Unable for years to find a publisher in the United States for his books attacking the KKK and Jim Crow racial segregation, Kennedy turned to the famous French philosopher Jean Paul Sarte, who published them under his imprint.  While living in Paris, Kennedy became the “best of friends” with self-exiled African-American author (Native Son, Black Boy, etc.) Richard Wright.

Kennedy’s most recent book, After Appomattox: How the South Won the War, was completed in 1998 with the help of his wife Joyce Ann.

Kennedy’s long affiliation with the Florida Historical Society began in 1937.  A founding member of the Florida Folklore Society and Oral Historian Association, he is a recipient of the Florida Folk Heritage Award, Florida Governor’s Heartland Award, an honorary doctorate from the University of North Florida,

Honorary Fellow of the Society of Professional Journalists, NAACP Freedom Award, Urban League’s Clanzel T. Brown Award, Dr. Benjamin Spock Peacemaker Award and the Jules Verne Medal presented by Jacksonville’s sister city, Nantes.

Repositories for his papers include the New York Public Library’s Schomburg Center for the Study of Black Culture, Southern Labor History Archives at Georgia State University, and the University of South Florida.

Now 88, he is “racing the clock” at his rustic retreat, Beluthahatchee in St. Johns County, trying to complete his autobiography Dissident-at-Large, a formula for peaceful coexistence in the 21st century titled Hate No More, and a collection of Key West folklore, Grits & Grunts.

A Stetson Kennedy Foundation, chartered by the State of Florida and headquartered in Beluthahatchee, is dedicated to carrying on his legacy of struggle on behalf of “Fellow Man and Mother Earth.”

Beluthahatchee has been designated a Literary Landmark by Friends of the Library—USA, and a historic site marker has been approved by the St. Johns County Historic Resources Review Board.

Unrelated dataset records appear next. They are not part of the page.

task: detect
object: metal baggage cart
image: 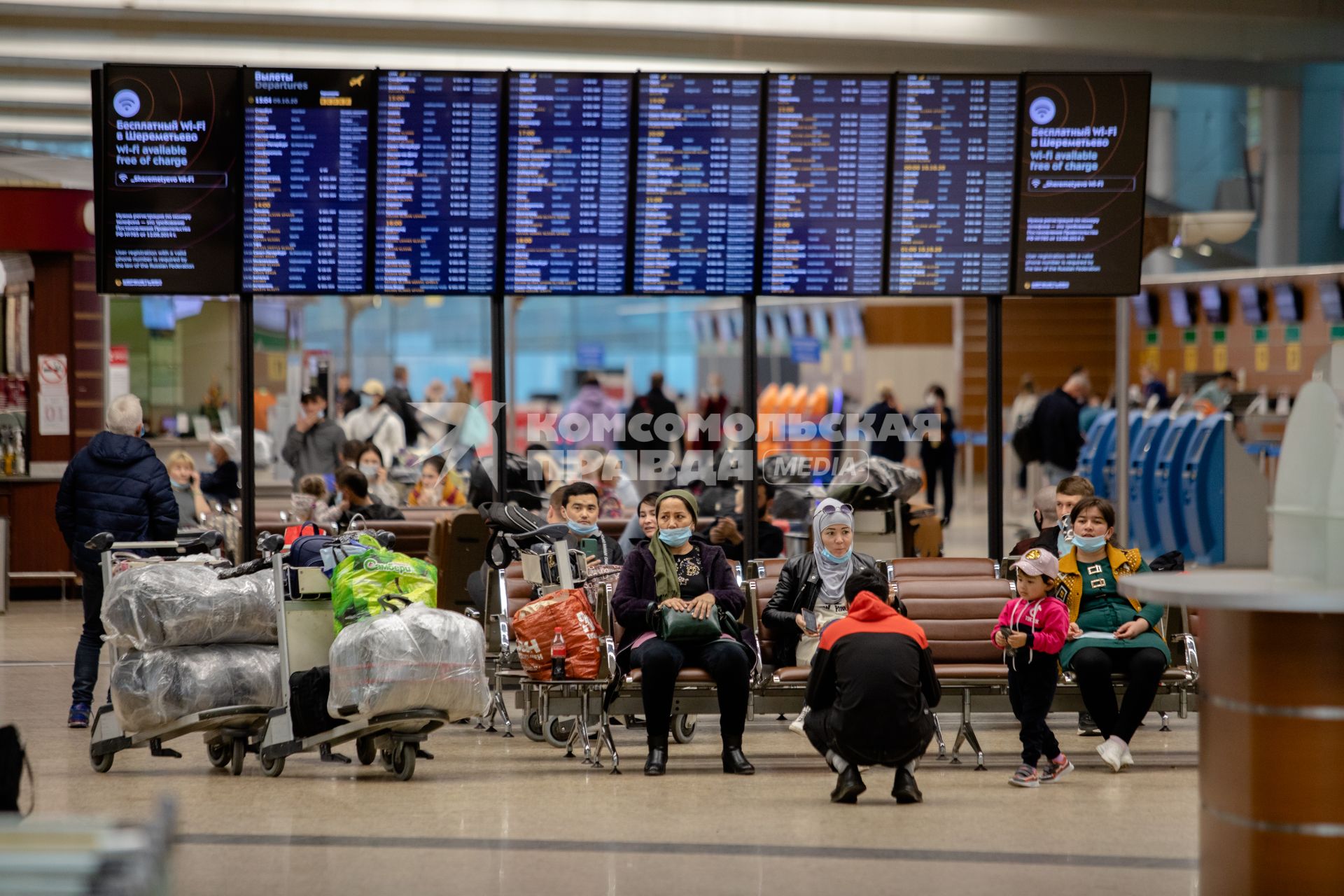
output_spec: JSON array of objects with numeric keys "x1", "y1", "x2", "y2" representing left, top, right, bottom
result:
[
  {"x1": 257, "y1": 533, "x2": 450, "y2": 780},
  {"x1": 85, "y1": 531, "x2": 278, "y2": 775}
]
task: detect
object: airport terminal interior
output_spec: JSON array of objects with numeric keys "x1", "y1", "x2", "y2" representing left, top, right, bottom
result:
[{"x1": 0, "y1": 0, "x2": 1344, "y2": 896}]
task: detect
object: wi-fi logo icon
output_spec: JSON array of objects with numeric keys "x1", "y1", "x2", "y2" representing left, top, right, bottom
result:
[{"x1": 111, "y1": 90, "x2": 140, "y2": 118}]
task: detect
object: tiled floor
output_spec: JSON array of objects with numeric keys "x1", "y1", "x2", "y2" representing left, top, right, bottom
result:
[{"x1": 0, "y1": 591, "x2": 1198, "y2": 896}]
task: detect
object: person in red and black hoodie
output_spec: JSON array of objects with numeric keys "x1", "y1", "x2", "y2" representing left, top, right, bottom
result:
[{"x1": 802, "y1": 567, "x2": 942, "y2": 804}]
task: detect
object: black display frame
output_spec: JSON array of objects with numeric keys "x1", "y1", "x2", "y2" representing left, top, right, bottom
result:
[
  {"x1": 629, "y1": 70, "x2": 769, "y2": 298},
  {"x1": 496, "y1": 69, "x2": 640, "y2": 298},
  {"x1": 755, "y1": 71, "x2": 900, "y2": 300},
  {"x1": 238, "y1": 66, "x2": 379, "y2": 298},
  {"x1": 882, "y1": 71, "x2": 1027, "y2": 298}
]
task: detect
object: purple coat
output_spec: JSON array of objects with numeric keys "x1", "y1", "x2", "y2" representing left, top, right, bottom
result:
[{"x1": 612, "y1": 544, "x2": 757, "y2": 669}]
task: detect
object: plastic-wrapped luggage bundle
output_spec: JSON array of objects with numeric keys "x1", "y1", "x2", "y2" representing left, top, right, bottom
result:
[
  {"x1": 111, "y1": 643, "x2": 279, "y2": 731},
  {"x1": 102, "y1": 561, "x2": 276, "y2": 650},
  {"x1": 327, "y1": 603, "x2": 491, "y2": 720}
]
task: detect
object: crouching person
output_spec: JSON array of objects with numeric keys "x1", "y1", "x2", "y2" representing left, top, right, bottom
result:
[{"x1": 804, "y1": 567, "x2": 942, "y2": 804}]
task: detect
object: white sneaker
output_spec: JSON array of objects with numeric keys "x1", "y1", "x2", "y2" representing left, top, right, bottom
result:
[{"x1": 1097, "y1": 738, "x2": 1133, "y2": 771}]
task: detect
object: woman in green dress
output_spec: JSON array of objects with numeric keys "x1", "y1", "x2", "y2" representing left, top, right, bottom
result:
[{"x1": 1059, "y1": 497, "x2": 1172, "y2": 771}]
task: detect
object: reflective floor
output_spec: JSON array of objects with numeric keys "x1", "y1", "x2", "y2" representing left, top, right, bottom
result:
[{"x1": 0, "y1": 601, "x2": 1198, "y2": 896}]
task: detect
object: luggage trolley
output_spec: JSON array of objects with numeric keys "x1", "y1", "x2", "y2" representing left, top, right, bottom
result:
[
  {"x1": 85, "y1": 531, "x2": 272, "y2": 775},
  {"x1": 257, "y1": 533, "x2": 449, "y2": 780}
]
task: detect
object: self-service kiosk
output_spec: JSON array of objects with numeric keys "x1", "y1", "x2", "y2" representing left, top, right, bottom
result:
[
  {"x1": 1152, "y1": 414, "x2": 1199, "y2": 557},
  {"x1": 1176, "y1": 414, "x2": 1268, "y2": 568},
  {"x1": 1129, "y1": 411, "x2": 1172, "y2": 557},
  {"x1": 1077, "y1": 411, "x2": 1116, "y2": 498},
  {"x1": 1093, "y1": 411, "x2": 1144, "y2": 501}
]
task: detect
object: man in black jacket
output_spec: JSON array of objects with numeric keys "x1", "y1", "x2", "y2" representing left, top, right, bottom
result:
[
  {"x1": 1031, "y1": 367, "x2": 1091, "y2": 485},
  {"x1": 57, "y1": 395, "x2": 177, "y2": 728},
  {"x1": 802, "y1": 567, "x2": 942, "y2": 804}
]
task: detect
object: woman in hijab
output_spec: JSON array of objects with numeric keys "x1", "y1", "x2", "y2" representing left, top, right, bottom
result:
[
  {"x1": 762, "y1": 498, "x2": 875, "y2": 666},
  {"x1": 612, "y1": 489, "x2": 755, "y2": 775}
]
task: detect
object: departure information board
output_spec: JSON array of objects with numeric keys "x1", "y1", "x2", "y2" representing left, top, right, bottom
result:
[
  {"x1": 634, "y1": 74, "x2": 761, "y2": 294},
  {"x1": 504, "y1": 73, "x2": 634, "y2": 295},
  {"x1": 374, "y1": 71, "x2": 504, "y2": 294},
  {"x1": 1016, "y1": 74, "x2": 1152, "y2": 295},
  {"x1": 887, "y1": 74, "x2": 1018, "y2": 295},
  {"x1": 94, "y1": 66, "x2": 242, "y2": 295},
  {"x1": 761, "y1": 75, "x2": 891, "y2": 295},
  {"x1": 244, "y1": 69, "x2": 377, "y2": 294}
]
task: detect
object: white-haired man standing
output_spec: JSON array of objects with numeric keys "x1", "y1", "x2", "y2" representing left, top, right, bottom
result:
[{"x1": 57, "y1": 395, "x2": 177, "y2": 728}]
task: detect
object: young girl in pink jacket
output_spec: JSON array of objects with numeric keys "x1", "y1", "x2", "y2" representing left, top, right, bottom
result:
[{"x1": 992, "y1": 548, "x2": 1074, "y2": 788}]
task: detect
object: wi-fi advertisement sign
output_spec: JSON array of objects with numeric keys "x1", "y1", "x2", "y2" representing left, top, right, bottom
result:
[{"x1": 94, "y1": 64, "x2": 242, "y2": 295}]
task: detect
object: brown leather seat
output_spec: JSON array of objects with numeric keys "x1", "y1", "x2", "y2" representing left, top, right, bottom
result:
[{"x1": 887, "y1": 557, "x2": 995, "y2": 579}]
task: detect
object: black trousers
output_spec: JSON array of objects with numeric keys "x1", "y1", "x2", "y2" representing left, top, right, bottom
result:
[
  {"x1": 630, "y1": 638, "x2": 751, "y2": 747},
  {"x1": 1008, "y1": 650, "x2": 1060, "y2": 767},
  {"x1": 70, "y1": 566, "x2": 102, "y2": 704},
  {"x1": 1070, "y1": 648, "x2": 1167, "y2": 743},
  {"x1": 919, "y1": 449, "x2": 957, "y2": 520},
  {"x1": 802, "y1": 706, "x2": 932, "y2": 769}
]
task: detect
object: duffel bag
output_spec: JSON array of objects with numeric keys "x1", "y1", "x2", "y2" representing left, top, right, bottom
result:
[{"x1": 513, "y1": 589, "x2": 602, "y2": 681}]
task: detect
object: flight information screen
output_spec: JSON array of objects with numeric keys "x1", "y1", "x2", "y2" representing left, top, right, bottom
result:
[
  {"x1": 244, "y1": 69, "x2": 377, "y2": 293},
  {"x1": 374, "y1": 71, "x2": 503, "y2": 294},
  {"x1": 887, "y1": 74, "x2": 1017, "y2": 295},
  {"x1": 95, "y1": 66, "x2": 241, "y2": 295},
  {"x1": 504, "y1": 73, "x2": 634, "y2": 295},
  {"x1": 761, "y1": 75, "x2": 891, "y2": 295},
  {"x1": 1016, "y1": 74, "x2": 1152, "y2": 295},
  {"x1": 634, "y1": 74, "x2": 761, "y2": 294}
]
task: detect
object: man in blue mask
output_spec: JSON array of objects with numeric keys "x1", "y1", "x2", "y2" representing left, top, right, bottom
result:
[{"x1": 561, "y1": 482, "x2": 625, "y2": 564}]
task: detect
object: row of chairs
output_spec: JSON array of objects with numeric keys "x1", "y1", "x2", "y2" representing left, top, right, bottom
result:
[{"x1": 486, "y1": 557, "x2": 1199, "y2": 771}]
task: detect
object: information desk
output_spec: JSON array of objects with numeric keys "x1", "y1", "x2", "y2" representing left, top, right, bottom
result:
[{"x1": 1118, "y1": 570, "x2": 1344, "y2": 896}]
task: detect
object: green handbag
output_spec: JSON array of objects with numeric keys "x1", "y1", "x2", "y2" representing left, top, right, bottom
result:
[{"x1": 653, "y1": 605, "x2": 739, "y2": 645}]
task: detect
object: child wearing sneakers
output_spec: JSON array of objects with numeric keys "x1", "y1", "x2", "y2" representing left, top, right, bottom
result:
[{"x1": 992, "y1": 548, "x2": 1074, "y2": 788}]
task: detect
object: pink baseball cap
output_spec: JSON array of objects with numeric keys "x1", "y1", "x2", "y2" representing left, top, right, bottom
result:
[{"x1": 1012, "y1": 548, "x2": 1059, "y2": 580}]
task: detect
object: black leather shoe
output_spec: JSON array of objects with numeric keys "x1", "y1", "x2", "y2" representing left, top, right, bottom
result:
[
  {"x1": 723, "y1": 747, "x2": 755, "y2": 775},
  {"x1": 891, "y1": 766, "x2": 923, "y2": 805},
  {"x1": 831, "y1": 764, "x2": 868, "y2": 805},
  {"x1": 644, "y1": 738, "x2": 668, "y2": 776}
]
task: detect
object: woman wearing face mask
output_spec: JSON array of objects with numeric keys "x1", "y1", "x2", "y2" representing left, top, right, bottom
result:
[
  {"x1": 612, "y1": 489, "x2": 755, "y2": 775},
  {"x1": 168, "y1": 451, "x2": 210, "y2": 529},
  {"x1": 1058, "y1": 497, "x2": 1172, "y2": 771},
  {"x1": 762, "y1": 498, "x2": 876, "y2": 666},
  {"x1": 359, "y1": 442, "x2": 402, "y2": 506},
  {"x1": 918, "y1": 386, "x2": 957, "y2": 528}
]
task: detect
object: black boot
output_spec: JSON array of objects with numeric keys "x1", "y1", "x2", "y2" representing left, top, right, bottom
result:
[
  {"x1": 644, "y1": 735, "x2": 668, "y2": 776},
  {"x1": 831, "y1": 763, "x2": 868, "y2": 804},
  {"x1": 723, "y1": 738, "x2": 755, "y2": 775},
  {"x1": 891, "y1": 766, "x2": 923, "y2": 804}
]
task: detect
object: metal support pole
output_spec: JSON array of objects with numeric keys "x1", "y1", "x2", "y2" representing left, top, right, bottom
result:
[
  {"x1": 983, "y1": 295, "x2": 1004, "y2": 560},
  {"x1": 491, "y1": 294, "x2": 512, "y2": 501},
  {"x1": 1110, "y1": 295, "x2": 1130, "y2": 544},
  {"x1": 237, "y1": 293, "x2": 257, "y2": 563},
  {"x1": 742, "y1": 294, "x2": 761, "y2": 560}
]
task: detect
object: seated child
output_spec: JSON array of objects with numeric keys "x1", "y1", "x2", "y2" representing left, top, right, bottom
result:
[{"x1": 992, "y1": 548, "x2": 1074, "y2": 788}]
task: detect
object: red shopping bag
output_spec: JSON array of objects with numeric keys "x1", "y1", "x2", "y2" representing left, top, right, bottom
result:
[{"x1": 513, "y1": 589, "x2": 602, "y2": 681}]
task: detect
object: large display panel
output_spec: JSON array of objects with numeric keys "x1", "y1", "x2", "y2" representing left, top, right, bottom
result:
[
  {"x1": 633, "y1": 74, "x2": 761, "y2": 294},
  {"x1": 761, "y1": 75, "x2": 891, "y2": 295},
  {"x1": 887, "y1": 74, "x2": 1018, "y2": 295},
  {"x1": 94, "y1": 66, "x2": 242, "y2": 295},
  {"x1": 504, "y1": 73, "x2": 634, "y2": 295},
  {"x1": 374, "y1": 71, "x2": 504, "y2": 295},
  {"x1": 244, "y1": 69, "x2": 378, "y2": 294},
  {"x1": 1015, "y1": 74, "x2": 1152, "y2": 295}
]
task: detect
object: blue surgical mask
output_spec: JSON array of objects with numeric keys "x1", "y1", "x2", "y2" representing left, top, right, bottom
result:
[
  {"x1": 659, "y1": 525, "x2": 691, "y2": 548},
  {"x1": 1074, "y1": 532, "x2": 1106, "y2": 551},
  {"x1": 564, "y1": 520, "x2": 596, "y2": 535}
]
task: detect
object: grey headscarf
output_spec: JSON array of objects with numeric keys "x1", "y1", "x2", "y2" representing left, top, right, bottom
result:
[{"x1": 812, "y1": 498, "x2": 853, "y2": 606}]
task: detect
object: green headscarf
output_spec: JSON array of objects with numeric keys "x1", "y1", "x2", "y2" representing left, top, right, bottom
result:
[{"x1": 649, "y1": 489, "x2": 700, "y2": 603}]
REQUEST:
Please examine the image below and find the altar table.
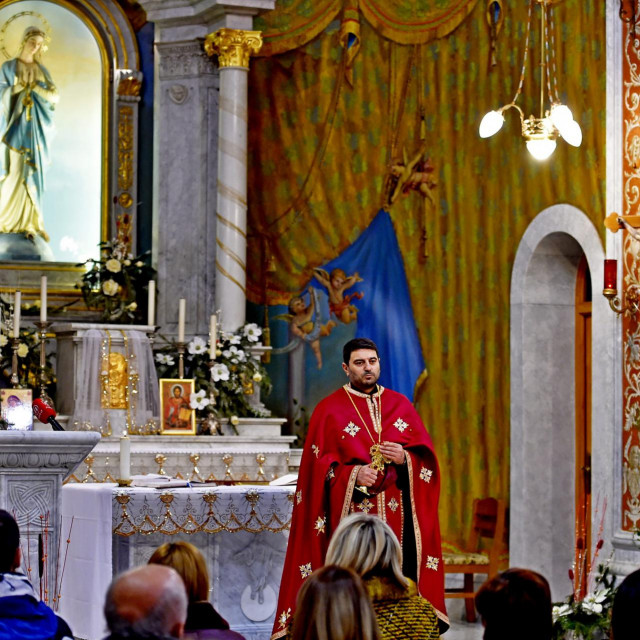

Established by the Florida Legislature in 1986, the Florida Artists Hall of Fame recognizes persons, living or deceased, who have made significant contributions to the arts in Florida either as performing or practicing artists in individual disciplines. These individuals contribute to Florida's national or international reputation as a state with a strong and sustained commitment toward the development of cultural excellence. The Florida Artists Hall of Fame currently consists of over 30 inductees, including musician and performer Ray Charles, writers Zora Neale Hurston, Tennessee Williams and Ernest Hemingway, and visual artists Duane Hanson, Robert Rauschenberg and James Rosenquist.